MH17 crash trial: Russia was planning to send three Buk missile systems to Donbas but only one made it

Russia sent two Buk anti-aircraft missile systems to the territory of Ukraine and planned to send a third one, Ukrinform reported, citing Eliot Higgins, founder of the international investigative group Bellingcat.

"The first Buk arrived a few days before MH17 was shot down, but it broke down and had to be sent back to Russia. Then Russia tried to send two more on the night of July 17, but only one missile systems crossed the border, because there were not enough trucks to transport the other Buk," Higgins explained.

The prosecution in the case of the crash of flight MH17 said in court that two Buk missile systems were sent to Ukraine from Russia in 2014, but one of them broke down on its way.

On March 9 and 10, court hearings were held in the Netherlands in the case of the downed flight MH17.

Four suspects in downing of the MH17 passenger plane face life imprisonment. After the first two days of the trial hearings, the trial was adjourned until March 23.
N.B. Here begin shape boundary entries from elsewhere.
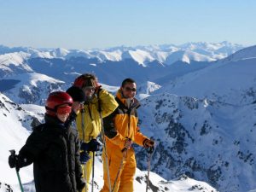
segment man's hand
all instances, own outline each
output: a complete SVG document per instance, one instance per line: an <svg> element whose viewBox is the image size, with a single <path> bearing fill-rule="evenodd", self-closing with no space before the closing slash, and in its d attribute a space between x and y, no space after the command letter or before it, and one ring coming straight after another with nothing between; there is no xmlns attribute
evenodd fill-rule
<svg viewBox="0 0 256 192"><path fill-rule="evenodd" d="M131 139L126 139L124 148L129 149L131 147L131 144L132 141Z"/></svg>
<svg viewBox="0 0 256 192"><path fill-rule="evenodd" d="M152 148L154 146L154 142L150 139L145 139L145 141L143 142L143 145L145 148Z"/></svg>
<svg viewBox="0 0 256 192"><path fill-rule="evenodd" d="M80 162L81 164L85 164L90 159L90 156L86 151L80 152Z"/></svg>
<svg viewBox="0 0 256 192"><path fill-rule="evenodd" d="M91 139L89 143L89 151L96 152L100 150L100 143L96 139Z"/></svg>

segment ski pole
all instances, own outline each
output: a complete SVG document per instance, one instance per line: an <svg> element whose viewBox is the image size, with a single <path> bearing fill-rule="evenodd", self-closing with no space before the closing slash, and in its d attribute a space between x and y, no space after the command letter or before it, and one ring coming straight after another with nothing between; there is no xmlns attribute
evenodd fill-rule
<svg viewBox="0 0 256 192"><path fill-rule="evenodd" d="M126 155L127 155L127 148L124 148L122 149L122 153L123 153L123 158L122 158L122 160L121 160L121 162L120 162L120 165L119 165L119 168L118 172L117 172L117 174L116 174L116 177L115 177L115 178L114 178L114 182L113 182L113 189L112 189L112 191L111 191L111 192L113 192L113 189L114 189L116 182L117 182L118 177L119 177L119 174L120 174L120 171L121 171L122 166L123 166L123 165L124 165L125 159L125 157L126 157Z"/></svg>
<svg viewBox="0 0 256 192"><path fill-rule="evenodd" d="M93 192L93 185L94 185L94 162L95 162L95 151L93 152L93 156L92 156L91 192Z"/></svg>
<svg viewBox="0 0 256 192"><path fill-rule="evenodd" d="M9 150L9 152L11 153L12 156L15 156L15 150ZM19 184L20 184L20 188L21 192L24 192L23 187L22 187L22 183L21 183L21 180L20 180L20 173L19 173L19 169L15 166L15 170L16 170L16 174L17 174L17 177L19 180Z"/></svg>
<svg viewBox="0 0 256 192"><path fill-rule="evenodd" d="M83 131L83 142L84 142L84 109L81 109L81 118L82 118L82 131ZM87 175L86 175L86 163L84 164L84 177L85 180L85 191L87 191Z"/></svg>
<svg viewBox="0 0 256 192"><path fill-rule="evenodd" d="M109 167L108 167L108 155L107 155L107 146L106 146L106 138L105 138L105 131L104 131L104 125L103 125L103 119L102 119L102 109L100 108L100 100L99 100L99 113L100 113L100 119L101 119L101 123L102 123L102 138L103 142L103 148L104 148L104 155L105 155L105 163L106 163L106 167L107 167L107 175L108 175L108 188L109 188L109 192L112 192L111 190L111 182L110 182L110 175L109 175Z"/></svg>
<svg viewBox="0 0 256 192"><path fill-rule="evenodd" d="M148 148L148 153L149 154L149 155L148 155L148 176L147 176L146 192L148 192L148 184L149 184L150 161L151 161L153 152L154 152L154 147L149 147Z"/></svg>

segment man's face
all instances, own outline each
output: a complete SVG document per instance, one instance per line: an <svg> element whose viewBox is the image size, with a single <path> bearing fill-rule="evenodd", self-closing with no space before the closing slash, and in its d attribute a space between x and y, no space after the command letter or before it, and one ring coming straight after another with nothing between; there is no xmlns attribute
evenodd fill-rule
<svg viewBox="0 0 256 192"><path fill-rule="evenodd" d="M65 122L68 116L69 113L71 113L71 106L65 104L65 105L61 105L57 108L57 113L56 113L56 116L57 118L61 121L61 122Z"/></svg>
<svg viewBox="0 0 256 192"><path fill-rule="evenodd" d="M126 83L124 87L121 87L121 91L125 98L133 99L136 95L136 84Z"/></svg>
<svg viewBox="0 0 256 192"><path fill-rule="evenodd" d="M82 90L83 90L83 91L84 91L84 95L87 98L90 98L93 96L94 92L95 92L95 87L93 87L93 86L91 86L91 87L84 87Z"/></svg>

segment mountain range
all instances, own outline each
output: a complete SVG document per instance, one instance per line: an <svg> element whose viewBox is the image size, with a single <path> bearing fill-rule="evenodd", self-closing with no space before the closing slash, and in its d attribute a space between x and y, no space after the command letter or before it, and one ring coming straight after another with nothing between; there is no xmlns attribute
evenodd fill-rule
<svg viewBox="0 0 256 192"><path fill-rule="evenodd" d="M9 102L26 108L24 113L32 113L35 122L42 121L44 108L38 109L42 107L38 105L44 106L47 95L67 90L81 73L95 73L103 88L113 94L125 78L134 78L142 104L141 131L157 143L152 174L161 177L157 181L168 183L155 183L159 189L152 191L167 191L166 187L182 191L172 188L174 180L190 178L204 181L218 191L256 189L256 46L245 48L228 42L87 50L0 46L0 53L3 98L8 96ZM26 121L31 124L32 119ZM28 124L17 129L20 126L31 130ZM147 170L147 152L135 148L138 168ZM189 186L186 190L195 189Z"/></svg>

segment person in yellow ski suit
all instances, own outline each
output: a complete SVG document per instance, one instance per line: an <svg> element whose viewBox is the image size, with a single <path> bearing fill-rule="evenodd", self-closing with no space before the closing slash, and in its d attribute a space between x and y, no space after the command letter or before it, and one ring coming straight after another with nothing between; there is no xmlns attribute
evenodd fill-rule
<svg viewBox="0 0 256 192"><path fill-rule="evenodd" d="M109 115L118 107L118 103L113 95L101 88L97 78L94 74L85 73L80 75L75 79L73 86L81 88L86 97L84 108L80 110L76 118L76 125L82 142L81 149L83 149L83 146L85 146L87 150L90 151L90 156L93 157L92 151L96 149L91 149L91 148L97 148L96 137L102 131L101 115L102 118ZM86 186L83 190L84 192L89 189L92 158L86 162L85 166L83 166L82 167L84 177L86 180Z"/></svg>
<svg viewBox="0 0 256 192"><path fill-rule="evenodd" d="M136 91L136 82L125 79L115 97L119 107L103 119L111 190L114 192L133 191L137 164L132 143L145 148L154 145L154 141L139 131L137 108L140 104L134 97ZM102 159L104 186L101 192L109 192L104 155Z"/></svg>

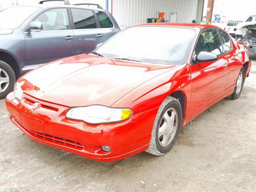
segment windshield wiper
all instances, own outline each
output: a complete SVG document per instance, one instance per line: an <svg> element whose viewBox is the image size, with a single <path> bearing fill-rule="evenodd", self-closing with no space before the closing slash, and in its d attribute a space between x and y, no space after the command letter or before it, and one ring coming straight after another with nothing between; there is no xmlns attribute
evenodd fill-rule
<svg viewBox="0 0 256 192"><path fill-rule="evenodd" d="M102 55L100 54L97 52L95 52L95 51L91 51L89 52L89 53L91 53L92 54L93 54L94 55L96 55L97 56L100 56L100 57L104 57Z"/></svg>
<svg viewBox="0 0 256 192"><path fill-rule="evenodd" d="M114 58L114 59L120 59L120 60L126 60L127 61L136 61L137 62L141 62L140 61L137 61L136 60L133 60L132 59L128 59L128 58Z"/></svg>

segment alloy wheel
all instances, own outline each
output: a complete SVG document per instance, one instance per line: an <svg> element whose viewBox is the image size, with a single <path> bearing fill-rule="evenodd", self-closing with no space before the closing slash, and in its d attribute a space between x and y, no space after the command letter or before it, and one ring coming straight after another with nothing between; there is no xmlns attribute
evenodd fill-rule
<svg viewBox="0 0 256 192"><path fill-rule="evenodd" d="M9 80L9 76L6 71L0 68L0 93L4 92L7 88Z"/></svg>
<svg viewBox="0 0 256 192"><path fill-rule="evenodd" d="M161 146L166 147L175 135L178 124L178 116L176 110L170 108L164 114L158 129L158 138Z"/></svg>
<svg viewBox="0 0 256 192"><path fill-rule="evenodd" d="M240 72L236 82L236 94L238 94L240 92L243 85L243 73L242 71Z"/></svg>

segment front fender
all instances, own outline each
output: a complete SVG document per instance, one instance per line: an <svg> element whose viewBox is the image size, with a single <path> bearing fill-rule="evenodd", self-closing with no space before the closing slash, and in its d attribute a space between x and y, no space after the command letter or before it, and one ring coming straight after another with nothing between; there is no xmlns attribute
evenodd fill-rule
<svg viewBox="0 0 256 192"><path fill-rule="evenodd" d="M179 90L184 93L187 101L185 108L188 108L191 96L190 76L190 65L180 65L140 85L111 106L130 108L133 114L138 114L159 108L167 96Z"/></svg>

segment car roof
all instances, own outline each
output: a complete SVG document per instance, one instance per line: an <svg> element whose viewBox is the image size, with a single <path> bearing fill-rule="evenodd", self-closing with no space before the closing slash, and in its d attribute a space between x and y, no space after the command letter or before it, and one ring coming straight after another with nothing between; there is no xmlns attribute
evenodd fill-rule
<svg viewBox="0 0 256 192"><path fill-rule="evenodd" d="M168 27L181 27L182 28L199 28L202 30L206 28L214 28L221 29L221 28L214 25L200 24L196 23L151 23L144 24L139 24L134 26L168 26Z"/></svg>
<svg viewBox="0 0 256 192"><path fill-rule="evenodd" d="M93 10L97 10L99 11L104 11L104 10L97 8L96 7L92 7L90 6L87 5L64 5L64 4L36 4L34 5L35 7L40 7L41 8L61 8L61 7L70 7L72 8L83 8L91 9Z"/></svg>

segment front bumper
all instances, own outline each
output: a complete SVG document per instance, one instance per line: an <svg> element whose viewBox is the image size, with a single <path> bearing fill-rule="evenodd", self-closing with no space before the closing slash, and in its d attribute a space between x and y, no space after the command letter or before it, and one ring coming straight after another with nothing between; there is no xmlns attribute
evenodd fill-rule
<svg viewBox="0 0 256 192"><path fill-rule="evenodd" d="M40 104L34 110L35 102ZM98 161L118 160L146 150L158 110L132 115L119 123L90 125L66 118L69 107L25 94L20 102L10 93L6 104L12 122L32 139ZM102 145L111 150L104 152Z"/></svg>

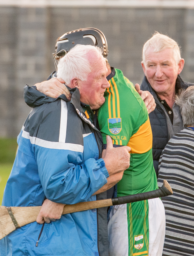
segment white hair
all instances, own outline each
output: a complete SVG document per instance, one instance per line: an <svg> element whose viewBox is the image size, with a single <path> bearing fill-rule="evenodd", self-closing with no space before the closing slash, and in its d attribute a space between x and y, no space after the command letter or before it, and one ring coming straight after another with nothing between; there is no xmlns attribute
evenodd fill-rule
<svg viewBox="0 0 194 256"><path fill-rule="evenodd" d="M156 32L144 45L142 57L144 64L146 64L146 52L150 47L153 48L154 52L158 52L165 49L172 49L173 57L177 65L181 58L180 48L177 43L169 36Z"/></svg>
<svg viewBox="0 0 194 256"><path fill-rule="evenodd" d="M194 126L194 86L182 90L175 102L180 107L184 126Z"/></svg>
<svg viewBox="0 0 194 256"><path fill-rule="evenodd" d="M69 84L73 77L85 82L92 67L88 61L88 53L96 59L103 57L99 47L92 45L77 44L59 60L57 65L57 77L60 77Z"/></svg>

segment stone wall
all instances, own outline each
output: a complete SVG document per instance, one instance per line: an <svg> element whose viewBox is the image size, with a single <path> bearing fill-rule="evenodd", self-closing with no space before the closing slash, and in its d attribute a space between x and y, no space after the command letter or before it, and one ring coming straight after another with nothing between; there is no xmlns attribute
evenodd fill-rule
<svg viewBox="0 0 194 256"><path fill-rule="evenodd" d="M80 28L101 30L111 65L141 83L144 43L155 31L181 46L181 75L194 82L194 10L186 9L0 7L0 136L16 137L30 108L23 88L46 79L55 70L57 38Z"/></svg>

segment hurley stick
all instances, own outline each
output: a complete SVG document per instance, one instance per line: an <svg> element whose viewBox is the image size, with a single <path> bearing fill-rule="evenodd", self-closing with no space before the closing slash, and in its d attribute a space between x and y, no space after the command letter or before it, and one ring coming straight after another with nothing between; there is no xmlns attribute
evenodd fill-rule
<svg viewBox="0 0 194 256"><path fill-rule="evenodd" d="M170 185L164 180L162 186L155 190L112 199L66 205L62 214L138 202L172 194L172 191ZM35 221L41 207L0 206L0 240L20 227Z"/></svg>

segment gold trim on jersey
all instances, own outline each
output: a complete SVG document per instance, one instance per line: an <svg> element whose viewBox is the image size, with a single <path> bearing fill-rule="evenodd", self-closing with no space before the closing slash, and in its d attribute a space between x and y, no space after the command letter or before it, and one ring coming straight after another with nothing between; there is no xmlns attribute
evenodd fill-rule
<svg viewBox="0 0 194 256"><path fill-rule="evenodd" d="M114 85L114 88L111 83L111 81ZM120 118L120 101L119 100L119 92L116 83L115 82L113 77L112 78L108 81L110 84L110 88L107 89L107 92L109 94L108 98L108 115L109 118ZM115 90L115 93L114 89ZM115 94L116 98L115 99ZM112 115L111 114L111 94L112 95ZM116 99L116 100L115 100ZM116 116L116 110L117 113L117 116Z"/></svg>
<svg viewBox="0 0 194 256"><path fill-rule="evenodd" d="M152 132L148 118L140 126L137 132L132 136L127 146L131 148L130 154L142 154L152 148Z"/></svg>

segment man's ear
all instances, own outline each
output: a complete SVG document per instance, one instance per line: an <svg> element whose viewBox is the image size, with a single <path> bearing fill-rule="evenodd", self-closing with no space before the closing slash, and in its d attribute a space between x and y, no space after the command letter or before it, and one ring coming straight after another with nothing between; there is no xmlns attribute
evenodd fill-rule
<svg viewBox="0 0 194 256"><path fill-rule="evenodd" d="M178 66L178 75L180 73L181 71L183 70L183 69L184 67L184 59L181 59L180 60Z"/></svg>
<svg viewBox="0 0 194 256"><path fill-rule="evenodd" d="M70 85L70 87L71 88L77 87L79 89L80 87L79 79L76 77L73 77L71 80Z"/></svg>
<svg viewBox="0 0 194 256"><path fill-rule="evenodd" d="M141 62L141 66L142 66L142 67L143 69L143 70L144 70L144 74L145 74L145 75L146 75L146 69L145 68L145 66L144 66L144 64L143 61Z"/></svg>

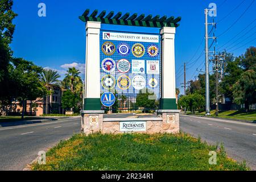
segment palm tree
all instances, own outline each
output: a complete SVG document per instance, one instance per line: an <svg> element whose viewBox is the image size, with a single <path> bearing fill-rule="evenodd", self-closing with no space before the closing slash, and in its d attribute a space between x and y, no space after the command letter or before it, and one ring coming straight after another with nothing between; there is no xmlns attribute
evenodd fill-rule
<svg viewBox="0 0 256 182"><path fill-rule="evenodd" d="M176 88L176 104L177 104L177 98L180 94L180 89L178 88Z"/></svg>
<svg viewBox="0 0 256 182"><path fill-rule="evenodd" d="M60 81L58 78L60 78L60 76L57 72L50 69L44 69L41 76L41 80L44 86L51 91L54 86L59 86ZM49 96L48 94L46 96L46 114L48 114Z"/></svg>
<svg viewBox="0 0 256 182"><path fill-rule="evenodd" d="M67 73L65 75L66 76L65 78L65 81L68 81L70 84L70 89L72 92L75 93L75 85L76 84L78 84L81 82L81 77L79 76L81 72L76 69L76 68L69 68L67 71Z"/></svg>

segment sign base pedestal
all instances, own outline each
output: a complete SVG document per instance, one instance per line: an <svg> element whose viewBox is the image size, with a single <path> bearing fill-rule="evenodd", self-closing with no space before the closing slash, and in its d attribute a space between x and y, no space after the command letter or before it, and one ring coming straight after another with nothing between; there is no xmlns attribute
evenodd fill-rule
<svg viewBox="0 0 256 182"><path fill-rule="evenodd" d="M81 131L89 134L103 130L104 110L81 110Z"/></svg>

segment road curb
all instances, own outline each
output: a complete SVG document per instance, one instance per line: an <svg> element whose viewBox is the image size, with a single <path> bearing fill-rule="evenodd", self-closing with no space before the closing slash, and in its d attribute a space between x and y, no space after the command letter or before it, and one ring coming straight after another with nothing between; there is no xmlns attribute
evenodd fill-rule
<svg viewBox="0 0 256 182"><path fill-rule="evenodd" d="M248 121L248 120L226 118L222 118L222 117L216 117L205 116L205 115L196 115L196 114L180 114L180 115L192 115L192 116L196 116L196 117L198 117L216 118L216 119L227 119L227 120L234 120L234 121L242 121L243 122L246 122L246 123L255 123L253 121Z"/></svg>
On July 17, 2014, a Malaysia Airlines Boeing 777 flying from Amsterdam to Kuala Lumpur was shot down near the city of Shakhtarsk in Ukraine’s Donetsk region. All crew members and passengers were killed, a total of 298 people, including 80 children.

At a press conference in The Hague in May 2018, nearly four years later, the JIT presented fragments of the missile used to shoot down the plane. The Buk system from which the missile was fired belonged to the 53rd anti-air missile brigade of the Russian Armed Forces, which is based in Kursk.

In June 2019, the JIT released the names of four suspects in the MH17 case: The three Russian citizens Sergey “Gloomy” Dubinsky, Oleg “Caliph” Pulatov and Igor “Strelkov” Girkin, and the Ukrainian citizen Leonid “Mole” Kharchenko. Former DPR militant Vladimir Tsemakh was later also declared a suspect, but Ukraine handed him over to Russia as part of a prisoner exchange.

The Security Service of Ukraine (SBU) announced that the defendants are suspected of committing “a terrorist act which lead to human deaths”.

After five years of investigation, the JIT has established the exact time and route taken by the Buk anti-air missile system from Russia to Ukraine and back, the time and place where the fatal missile was fired, and obtained information about more than 150 people who were involved in the transportation of the Buk.